\[ \newcommand{\tr}{\Rightarrow} \newcommand{\trs}{\tr^{\!\ast}} \newcommand{\rlnm}[1]{\mathsf{(#1)}} \newcommand{\rred}[1]{\xrightarrow{#1}} \newcommand{\rreds}[1]{\mathrel{\xrightarrow{#1}\!\!^*}} \newcommand{\cl}{\mathsf{Cl}} \newcommand{\pow}{\mathcal{P}} \newcommand{\matches}{\mathrel{\mathsf{matches}}} \newcommand{\kw}[1]{\mathsf{#1}} \newcommand{\andop}{\mathrel{\&\!\&}} \newcommand{\orop}{\mathrel{\|}} \newcommand{\ff}{\mathsf{false}} \newcommand{\tt}{\mathsf{true}} \newcommand{\abra}[1]{\langle #1 \rangle} \newcommand{\bnfnt}[1]{\abra{\small \textsf{#1}}} \newcommand{\llbracket}{[\![} \newcommand{\rrbracket}{]\!]} \newcommand{\first}{\mathsf{First}} \newcommand{\nullable}{\mathsf{Nullable}} \newcommand{\follow}{\mathsf{Follow}} \newcommand{\tm}[1]{\mathsf{#1}} \]

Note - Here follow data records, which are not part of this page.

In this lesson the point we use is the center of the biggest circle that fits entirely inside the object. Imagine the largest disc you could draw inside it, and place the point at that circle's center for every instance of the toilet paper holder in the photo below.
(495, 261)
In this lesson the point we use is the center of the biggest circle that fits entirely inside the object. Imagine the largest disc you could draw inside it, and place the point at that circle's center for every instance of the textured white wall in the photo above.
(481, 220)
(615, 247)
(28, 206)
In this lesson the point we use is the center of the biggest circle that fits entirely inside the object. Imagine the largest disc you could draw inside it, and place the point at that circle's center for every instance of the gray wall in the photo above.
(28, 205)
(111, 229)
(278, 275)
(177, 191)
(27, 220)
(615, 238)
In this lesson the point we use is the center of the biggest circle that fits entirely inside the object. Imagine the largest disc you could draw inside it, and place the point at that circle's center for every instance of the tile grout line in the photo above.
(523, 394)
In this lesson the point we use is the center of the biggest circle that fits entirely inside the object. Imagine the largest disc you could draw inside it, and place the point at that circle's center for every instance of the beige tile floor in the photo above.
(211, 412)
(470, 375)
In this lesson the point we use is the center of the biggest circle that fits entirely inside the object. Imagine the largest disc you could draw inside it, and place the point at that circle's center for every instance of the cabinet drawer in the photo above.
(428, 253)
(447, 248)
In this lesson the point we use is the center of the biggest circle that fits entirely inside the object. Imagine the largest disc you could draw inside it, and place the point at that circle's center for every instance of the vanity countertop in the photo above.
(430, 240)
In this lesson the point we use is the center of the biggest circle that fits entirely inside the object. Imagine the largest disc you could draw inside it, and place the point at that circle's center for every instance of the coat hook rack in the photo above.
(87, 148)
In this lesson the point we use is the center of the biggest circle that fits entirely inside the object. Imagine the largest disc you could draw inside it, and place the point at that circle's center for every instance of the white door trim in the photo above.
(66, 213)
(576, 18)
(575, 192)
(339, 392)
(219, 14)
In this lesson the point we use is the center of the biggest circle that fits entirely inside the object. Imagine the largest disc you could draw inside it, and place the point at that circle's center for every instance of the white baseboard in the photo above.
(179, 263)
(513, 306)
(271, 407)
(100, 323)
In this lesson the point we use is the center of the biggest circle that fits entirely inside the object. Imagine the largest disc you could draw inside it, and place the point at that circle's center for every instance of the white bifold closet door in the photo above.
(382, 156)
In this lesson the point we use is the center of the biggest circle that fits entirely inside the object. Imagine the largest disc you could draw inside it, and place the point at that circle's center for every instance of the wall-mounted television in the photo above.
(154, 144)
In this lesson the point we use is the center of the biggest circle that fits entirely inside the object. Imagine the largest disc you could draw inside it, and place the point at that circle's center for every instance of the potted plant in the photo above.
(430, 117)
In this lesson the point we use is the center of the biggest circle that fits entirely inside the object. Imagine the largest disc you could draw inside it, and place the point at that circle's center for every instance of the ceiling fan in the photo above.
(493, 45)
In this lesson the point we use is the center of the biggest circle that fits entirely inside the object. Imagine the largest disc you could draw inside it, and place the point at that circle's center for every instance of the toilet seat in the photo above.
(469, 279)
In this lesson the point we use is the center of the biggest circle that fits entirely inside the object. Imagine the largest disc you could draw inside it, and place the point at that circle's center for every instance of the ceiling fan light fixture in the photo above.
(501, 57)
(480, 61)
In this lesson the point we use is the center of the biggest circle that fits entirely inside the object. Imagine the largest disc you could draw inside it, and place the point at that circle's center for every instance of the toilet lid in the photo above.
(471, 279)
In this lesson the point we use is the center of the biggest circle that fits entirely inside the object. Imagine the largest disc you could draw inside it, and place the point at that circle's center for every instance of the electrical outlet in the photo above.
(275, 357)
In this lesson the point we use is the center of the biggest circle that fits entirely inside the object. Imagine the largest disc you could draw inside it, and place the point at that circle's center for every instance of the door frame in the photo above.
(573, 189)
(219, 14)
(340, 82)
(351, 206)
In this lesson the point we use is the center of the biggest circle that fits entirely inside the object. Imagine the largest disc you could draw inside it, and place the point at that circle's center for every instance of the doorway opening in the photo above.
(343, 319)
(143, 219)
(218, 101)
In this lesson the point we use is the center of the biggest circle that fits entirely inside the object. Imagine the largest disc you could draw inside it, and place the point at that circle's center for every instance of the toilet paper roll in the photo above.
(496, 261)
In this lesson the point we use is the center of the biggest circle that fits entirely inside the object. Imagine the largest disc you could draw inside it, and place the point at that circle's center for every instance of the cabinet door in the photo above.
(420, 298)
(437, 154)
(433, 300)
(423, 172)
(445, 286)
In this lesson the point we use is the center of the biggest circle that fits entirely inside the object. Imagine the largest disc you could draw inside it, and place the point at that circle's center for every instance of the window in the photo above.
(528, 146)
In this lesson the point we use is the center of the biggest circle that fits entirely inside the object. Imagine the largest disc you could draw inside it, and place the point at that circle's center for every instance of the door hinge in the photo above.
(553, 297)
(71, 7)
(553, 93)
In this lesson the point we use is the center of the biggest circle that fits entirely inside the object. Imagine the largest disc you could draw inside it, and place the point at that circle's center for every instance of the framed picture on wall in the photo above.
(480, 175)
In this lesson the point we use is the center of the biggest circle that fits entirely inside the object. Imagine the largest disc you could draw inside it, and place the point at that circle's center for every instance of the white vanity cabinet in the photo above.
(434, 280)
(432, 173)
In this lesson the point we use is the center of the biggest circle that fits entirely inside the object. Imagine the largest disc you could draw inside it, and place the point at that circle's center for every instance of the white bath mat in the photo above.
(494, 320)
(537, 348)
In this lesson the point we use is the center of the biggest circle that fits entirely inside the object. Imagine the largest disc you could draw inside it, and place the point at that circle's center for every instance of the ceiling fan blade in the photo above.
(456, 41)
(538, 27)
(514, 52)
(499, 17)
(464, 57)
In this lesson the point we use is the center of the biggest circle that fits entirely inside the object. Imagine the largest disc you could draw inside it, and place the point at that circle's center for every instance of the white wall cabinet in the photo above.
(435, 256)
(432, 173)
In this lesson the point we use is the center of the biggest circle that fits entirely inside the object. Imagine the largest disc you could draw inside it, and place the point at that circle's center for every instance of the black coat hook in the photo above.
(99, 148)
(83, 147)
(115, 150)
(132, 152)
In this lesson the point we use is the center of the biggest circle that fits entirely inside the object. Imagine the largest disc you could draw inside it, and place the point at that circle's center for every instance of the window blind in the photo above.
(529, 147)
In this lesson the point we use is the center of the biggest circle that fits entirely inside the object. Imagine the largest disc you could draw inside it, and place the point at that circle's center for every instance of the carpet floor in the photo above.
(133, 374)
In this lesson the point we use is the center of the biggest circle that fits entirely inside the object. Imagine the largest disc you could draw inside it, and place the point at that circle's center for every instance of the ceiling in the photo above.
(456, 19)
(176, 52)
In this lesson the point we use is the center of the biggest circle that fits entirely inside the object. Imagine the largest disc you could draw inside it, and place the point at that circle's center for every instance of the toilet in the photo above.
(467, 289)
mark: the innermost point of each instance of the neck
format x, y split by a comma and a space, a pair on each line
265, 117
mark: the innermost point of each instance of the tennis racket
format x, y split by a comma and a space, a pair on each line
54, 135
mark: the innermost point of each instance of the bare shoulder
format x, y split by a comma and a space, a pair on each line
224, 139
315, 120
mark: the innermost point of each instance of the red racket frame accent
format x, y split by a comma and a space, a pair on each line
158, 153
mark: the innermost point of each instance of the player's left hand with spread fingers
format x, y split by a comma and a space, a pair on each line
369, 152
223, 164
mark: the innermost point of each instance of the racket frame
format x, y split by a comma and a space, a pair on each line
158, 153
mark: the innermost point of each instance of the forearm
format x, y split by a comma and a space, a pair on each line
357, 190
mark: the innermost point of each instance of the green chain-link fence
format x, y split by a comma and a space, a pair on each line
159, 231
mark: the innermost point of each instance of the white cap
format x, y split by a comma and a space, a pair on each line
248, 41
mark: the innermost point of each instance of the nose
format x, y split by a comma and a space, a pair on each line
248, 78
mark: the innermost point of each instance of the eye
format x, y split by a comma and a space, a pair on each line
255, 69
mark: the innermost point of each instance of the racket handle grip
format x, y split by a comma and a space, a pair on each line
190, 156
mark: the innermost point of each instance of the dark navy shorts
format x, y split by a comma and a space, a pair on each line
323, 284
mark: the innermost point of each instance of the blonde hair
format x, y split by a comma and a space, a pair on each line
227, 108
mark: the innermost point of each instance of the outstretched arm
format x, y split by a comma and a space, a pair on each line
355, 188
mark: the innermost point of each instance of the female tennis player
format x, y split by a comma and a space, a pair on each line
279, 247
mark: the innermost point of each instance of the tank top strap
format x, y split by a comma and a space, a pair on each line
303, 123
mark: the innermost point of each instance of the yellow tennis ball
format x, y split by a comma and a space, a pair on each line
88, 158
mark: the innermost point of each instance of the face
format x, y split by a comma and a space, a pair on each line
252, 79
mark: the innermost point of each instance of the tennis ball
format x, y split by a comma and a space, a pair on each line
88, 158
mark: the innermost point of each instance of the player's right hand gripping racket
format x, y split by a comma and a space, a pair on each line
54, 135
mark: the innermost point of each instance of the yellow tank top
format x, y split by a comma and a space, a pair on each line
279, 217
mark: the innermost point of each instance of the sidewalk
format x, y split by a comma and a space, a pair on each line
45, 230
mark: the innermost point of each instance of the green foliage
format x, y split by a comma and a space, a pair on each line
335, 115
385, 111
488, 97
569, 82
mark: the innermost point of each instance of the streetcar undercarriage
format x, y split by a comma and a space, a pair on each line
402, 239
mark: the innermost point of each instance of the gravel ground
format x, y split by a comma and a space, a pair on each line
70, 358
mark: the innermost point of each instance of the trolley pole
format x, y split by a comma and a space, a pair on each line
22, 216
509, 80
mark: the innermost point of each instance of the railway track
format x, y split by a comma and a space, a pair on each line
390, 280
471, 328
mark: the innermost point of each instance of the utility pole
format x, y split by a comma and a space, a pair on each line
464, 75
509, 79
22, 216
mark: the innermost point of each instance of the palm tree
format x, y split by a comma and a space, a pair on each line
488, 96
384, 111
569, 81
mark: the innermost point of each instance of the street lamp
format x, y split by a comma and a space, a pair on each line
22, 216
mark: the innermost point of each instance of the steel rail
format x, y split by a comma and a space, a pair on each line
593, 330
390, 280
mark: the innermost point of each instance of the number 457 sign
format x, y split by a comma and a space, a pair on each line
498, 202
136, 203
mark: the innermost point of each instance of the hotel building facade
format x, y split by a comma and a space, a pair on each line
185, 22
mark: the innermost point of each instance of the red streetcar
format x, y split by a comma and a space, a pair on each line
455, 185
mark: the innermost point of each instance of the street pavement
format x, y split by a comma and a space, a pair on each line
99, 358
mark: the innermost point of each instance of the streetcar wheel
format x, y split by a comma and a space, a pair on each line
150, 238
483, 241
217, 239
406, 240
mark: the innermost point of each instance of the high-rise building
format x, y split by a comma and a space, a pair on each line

The one-step derivation relation is a binary relation on sentential forms with two sentential forms $\alpha$ and $\beta$ related, written \(\alpha \to \beta\), just if $\alpha$ is of shape $\alpha_1 X \alpha_2$ and there is a production rule $X \longrightarrow \gamma$ and $\beta$ is exactly $\alpha_1 \gamma \alpha_2$.

We write $\alpha \to^* \beta$, and say $\beta$ is derivable from $\alpha$ (or $\alpha$ derives $\beta$) just if $\beta$ can be derived from $\alpha$ in any (finite) number of steps, including zero steps.

Finally, we say that a word $w$ over $\Sigma$ is in the language of a grammar $(\Sigma,\mathcal{N},\mathcal{R},S)$ just if $S \to^* w$.